ルカは〜?『わたしは遠慮しておくよ。本屋さんに寄りたいから二人で仲良く帰りなよ♪』

『そっか。また明日ね!あのルカの顔を見れるのは誰なのかしらフフ』

「夕夏、なんかご機嫌だね!?イイことあった?」

『内緒。その時がきたらね♪』

夕陽が作った長い影と一緒に、ふたり並んで帰っていく。
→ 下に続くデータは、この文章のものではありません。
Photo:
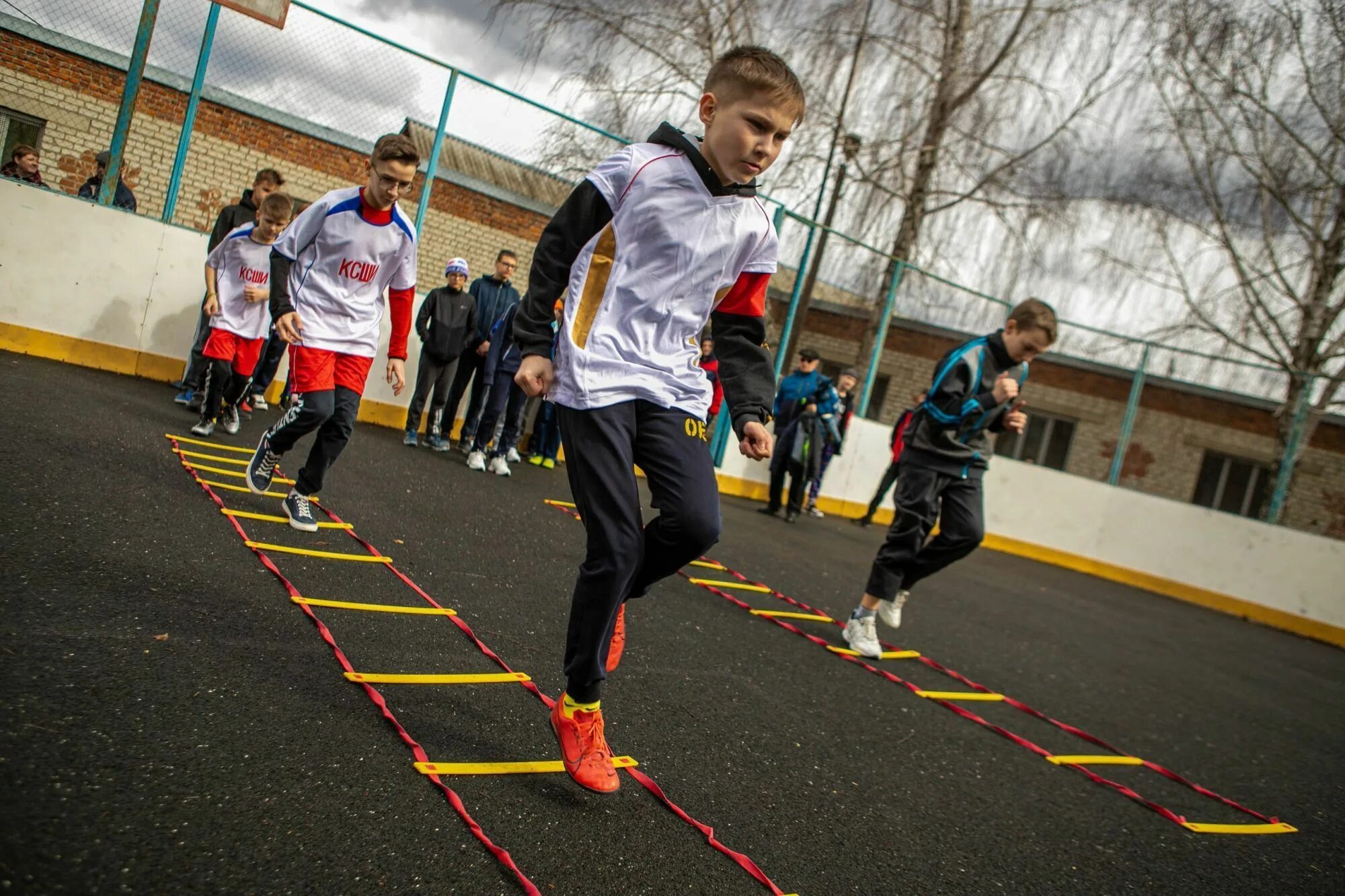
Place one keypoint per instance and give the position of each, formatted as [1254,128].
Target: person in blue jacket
[802,403]
[505,397]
教室の窓に映る二人を見送り、

ー恋ってどうやって気付くのかな…その気持ちはみんな同じなのかなー

この気持ちはあの影の所為だね!と少しだけ降り注いだ哀愁を振り払うように『うん!』と席から勢いよく立ち上がる。教室の後ろの扉を開けると、廊下の冷たい風と教室の温かい空気が混じりながら、流歌の髪を揺らす。

鞄を両手で持ちスカートを揺らしながら、それでも周りからは凛として見える所作で、ゆっくり螺旋階段を降りていく。
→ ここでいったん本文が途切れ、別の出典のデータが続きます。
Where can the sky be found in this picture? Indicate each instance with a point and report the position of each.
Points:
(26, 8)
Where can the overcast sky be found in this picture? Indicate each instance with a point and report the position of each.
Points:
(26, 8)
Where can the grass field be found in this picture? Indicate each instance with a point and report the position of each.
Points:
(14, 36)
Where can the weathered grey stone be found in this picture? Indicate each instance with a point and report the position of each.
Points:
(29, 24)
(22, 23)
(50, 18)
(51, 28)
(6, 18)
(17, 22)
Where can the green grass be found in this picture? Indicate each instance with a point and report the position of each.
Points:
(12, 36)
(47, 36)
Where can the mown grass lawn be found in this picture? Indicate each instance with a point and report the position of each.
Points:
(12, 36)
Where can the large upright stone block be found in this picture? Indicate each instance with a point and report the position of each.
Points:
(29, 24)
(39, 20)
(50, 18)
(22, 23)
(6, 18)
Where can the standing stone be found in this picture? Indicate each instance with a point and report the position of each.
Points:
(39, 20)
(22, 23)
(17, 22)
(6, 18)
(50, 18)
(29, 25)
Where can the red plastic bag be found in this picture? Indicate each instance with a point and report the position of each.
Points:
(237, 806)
下校時間の街はいつもと変わらず賑やかで、少しだけ落ち着かない。雑踏を潜り抜けた先、幹線道路に面した本屋が見えてくると、いつの間にか足早になっていた。なぜか雑踏から逃げるように。

ふぅ、すっかり遅くなっちゃった。本屋ってどうしてこう時間が過ぎるのが早いのかなぁ。

そう言いながらも手にはとある詩集を持ち、るんるんと帰りの汽車に揺られていたが、ふと夜の窓に映る自分を見つめ『恋か』とふいに呟くのだった。